E’ sempre soggettivo. Io credo che sia difficile separare i sensi perché, fortunatamente, ogni giorno posso vivere l’incredibile meraviglia di ascoltare, di annusare, di vedere, di toccare e di conoscere il gusto delle cose. E quando sono particolarmente fortunato, di percepire.

Credi che leggere sia un buon modo per "non fermare l’incanto della scrittura"?
Sì, certamente. Più che altro leggere permette che ci sia un circolo di vita. Qualcuno prova delle emozioni, poi le trasferisce su un foglio di carta. Qualcuno prende quel foglio di carta e nascono nuove emozioni, alcune delle quali ritornano in circolo sotto forma di pensieri e azioni.

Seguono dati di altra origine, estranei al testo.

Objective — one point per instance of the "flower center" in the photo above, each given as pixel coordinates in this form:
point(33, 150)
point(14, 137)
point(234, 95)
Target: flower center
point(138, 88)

Qual è il libro che più di tutti ti ha lasciato un segno? E di che segno si trattava -livido, escoriazione, graffio, incisione, taglio… -?
Mai stato ferito da un libro, per fortuna… Per mia natura non sono legato a nessuna opera in particolare. Tutti gli autori conosciuti e, soprattutto, le loro parole sono entrate in me, mi hanno arricchito e poi le ho lasciate libere.

Scrivi per te o per gli altri?
Lo scrivere è un atto rivolto a soddisfare me, durante il quale la mia anima viene sfamata. Quello che scrivo è, invece, "anche" per gli altri.

Quanto e cosa c’è di tuo in Memoria di un imperfetto?
Ogni opera porta con se il mio sapore e la mia età.
Questo romanzo sicuramente racchiude un periodo della mia vita, pensieri ed esperienze. Ma, fortunatamente, è il libro a essere un sottoinsieme della mia vita, e non l’incontrario.

Secondo te scrivere è un modo di fare arte?
Io direi, piuttosto, che scrivere è un modo di espressione di un artista.